Moreno é pediatra e tem 21 anos de profissão. Trabalhou por oito anos
como voluntário da organização Médicos Sem Fronteira, quando realizou
cursos de atendimento em emergência e UTI, e depois veio ao Brasil para o
programa Mais Médicos. Atuou de 2014 a 2017 em cidades do interior de
Santa Catarina, onde se casou com uma brasileira e vive até hoje.
Em 2018, quando Cuba rompeu o acordo com a Organização Pan-Americana
de Saúde e o governo brasileiro para o Mais Médicos, Moreno decidiu
ficar no Brasil. “Fui considerado um desertor e impedido de entrar em
Cuba por oito anos”, conta. Na sua nova casa, porém, ele não consegue
trabalhar.
Moreno foi convidado para trabalhar no hospital de Treze de Maio e
completar os plantões da unidade. A Justiça concedeu, em primeira
instância, liminar para que o CRM autorize a atuação do médico. O
conselho, porém, recorreu à 2ª instância (TRF4), onde decisão semelhante
já foi derrubada.
No ano passado, Moreno foi contratado pelo governo do Pará e atuou de
maio a novembro no hospital de campanha de Marabá para atendimento à
covid-19. Eram quatro médicos para 60 leitos de UTI, em equipes
organizadas para ter dois profissionais com o registro do CRM e outros
dois, como Moreno, sem o registro. “Trabalhava 24 horas e descansava 24
horas. Era esgotador.”
Ao todo, o Pará contratou cerca de 400 médicos cubanos para atuar em
hospitais de campanha e unidades básicas de saúde. O Conselho Federal de
Medicina, no entanto, conseguiu derrubar a decisão, e os profissionais tiveram de ser dispensados, incluindo Moreno.

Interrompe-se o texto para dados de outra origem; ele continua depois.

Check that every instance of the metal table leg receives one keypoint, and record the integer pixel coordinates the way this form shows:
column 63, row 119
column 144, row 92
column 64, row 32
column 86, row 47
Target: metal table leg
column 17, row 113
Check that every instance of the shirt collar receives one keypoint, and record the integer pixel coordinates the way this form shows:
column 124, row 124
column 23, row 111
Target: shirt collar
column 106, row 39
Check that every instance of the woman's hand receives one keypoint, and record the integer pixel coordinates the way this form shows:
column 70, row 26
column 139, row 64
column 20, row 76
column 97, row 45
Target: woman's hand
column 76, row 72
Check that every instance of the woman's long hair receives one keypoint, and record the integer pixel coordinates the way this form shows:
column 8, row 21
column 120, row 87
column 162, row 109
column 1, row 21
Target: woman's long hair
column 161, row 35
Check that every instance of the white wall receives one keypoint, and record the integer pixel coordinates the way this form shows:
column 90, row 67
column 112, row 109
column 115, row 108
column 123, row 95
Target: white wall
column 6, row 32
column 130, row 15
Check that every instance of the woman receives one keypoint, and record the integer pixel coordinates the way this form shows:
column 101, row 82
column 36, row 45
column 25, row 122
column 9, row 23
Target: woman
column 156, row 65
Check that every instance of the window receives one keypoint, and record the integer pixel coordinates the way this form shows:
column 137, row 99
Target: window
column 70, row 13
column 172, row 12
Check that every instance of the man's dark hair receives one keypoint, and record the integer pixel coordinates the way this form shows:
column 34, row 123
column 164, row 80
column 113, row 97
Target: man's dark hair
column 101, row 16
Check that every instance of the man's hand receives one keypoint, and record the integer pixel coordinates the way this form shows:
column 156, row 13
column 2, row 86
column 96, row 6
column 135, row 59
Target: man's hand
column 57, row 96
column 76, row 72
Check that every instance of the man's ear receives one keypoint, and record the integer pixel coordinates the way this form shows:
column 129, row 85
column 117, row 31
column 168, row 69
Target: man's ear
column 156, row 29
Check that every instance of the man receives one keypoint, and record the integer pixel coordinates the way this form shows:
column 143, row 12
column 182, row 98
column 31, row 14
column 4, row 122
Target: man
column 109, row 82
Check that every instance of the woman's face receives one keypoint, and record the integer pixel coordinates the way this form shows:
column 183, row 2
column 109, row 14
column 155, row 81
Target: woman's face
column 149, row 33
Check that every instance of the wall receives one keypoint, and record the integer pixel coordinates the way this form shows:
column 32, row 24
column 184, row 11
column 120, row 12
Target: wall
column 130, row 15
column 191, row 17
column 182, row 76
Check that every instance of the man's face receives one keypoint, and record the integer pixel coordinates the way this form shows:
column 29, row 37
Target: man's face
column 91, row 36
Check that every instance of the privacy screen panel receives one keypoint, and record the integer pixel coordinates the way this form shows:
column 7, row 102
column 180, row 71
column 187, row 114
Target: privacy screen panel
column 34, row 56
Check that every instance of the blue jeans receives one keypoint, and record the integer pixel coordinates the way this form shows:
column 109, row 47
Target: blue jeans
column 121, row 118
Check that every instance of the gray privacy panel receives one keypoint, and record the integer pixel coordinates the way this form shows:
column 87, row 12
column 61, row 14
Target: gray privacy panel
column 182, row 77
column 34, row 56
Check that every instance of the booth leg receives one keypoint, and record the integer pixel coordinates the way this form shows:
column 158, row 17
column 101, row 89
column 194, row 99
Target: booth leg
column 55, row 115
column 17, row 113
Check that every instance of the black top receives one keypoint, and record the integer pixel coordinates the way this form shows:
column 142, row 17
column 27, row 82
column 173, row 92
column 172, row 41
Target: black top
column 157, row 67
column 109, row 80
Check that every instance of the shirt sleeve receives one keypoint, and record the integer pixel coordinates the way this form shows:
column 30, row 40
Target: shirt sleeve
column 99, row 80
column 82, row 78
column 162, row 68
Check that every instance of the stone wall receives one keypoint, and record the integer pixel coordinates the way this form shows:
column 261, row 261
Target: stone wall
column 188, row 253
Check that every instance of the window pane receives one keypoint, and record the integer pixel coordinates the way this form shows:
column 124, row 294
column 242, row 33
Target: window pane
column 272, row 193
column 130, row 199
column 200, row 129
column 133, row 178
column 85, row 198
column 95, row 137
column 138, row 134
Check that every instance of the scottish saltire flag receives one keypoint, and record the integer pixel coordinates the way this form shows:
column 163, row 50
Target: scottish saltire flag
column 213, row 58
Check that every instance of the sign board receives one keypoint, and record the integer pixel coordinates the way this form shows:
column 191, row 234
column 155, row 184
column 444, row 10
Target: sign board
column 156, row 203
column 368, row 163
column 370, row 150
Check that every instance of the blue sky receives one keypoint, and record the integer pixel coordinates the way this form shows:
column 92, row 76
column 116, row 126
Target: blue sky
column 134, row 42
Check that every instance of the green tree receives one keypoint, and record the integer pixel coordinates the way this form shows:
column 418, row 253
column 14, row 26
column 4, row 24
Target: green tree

O cubano está participando do Revalida 2020 e diz que recorreu à Justiça porque lamenta não poder ajudar, enquanto vê o Brasil mergulhado no colapso hospitalar. “Eu me formei médico não para ser rico, mas para ajudar o próximo, e hoje a população do Brasil está precisando. Deveriam entender que os médicos formados no exterior podem ajudar”.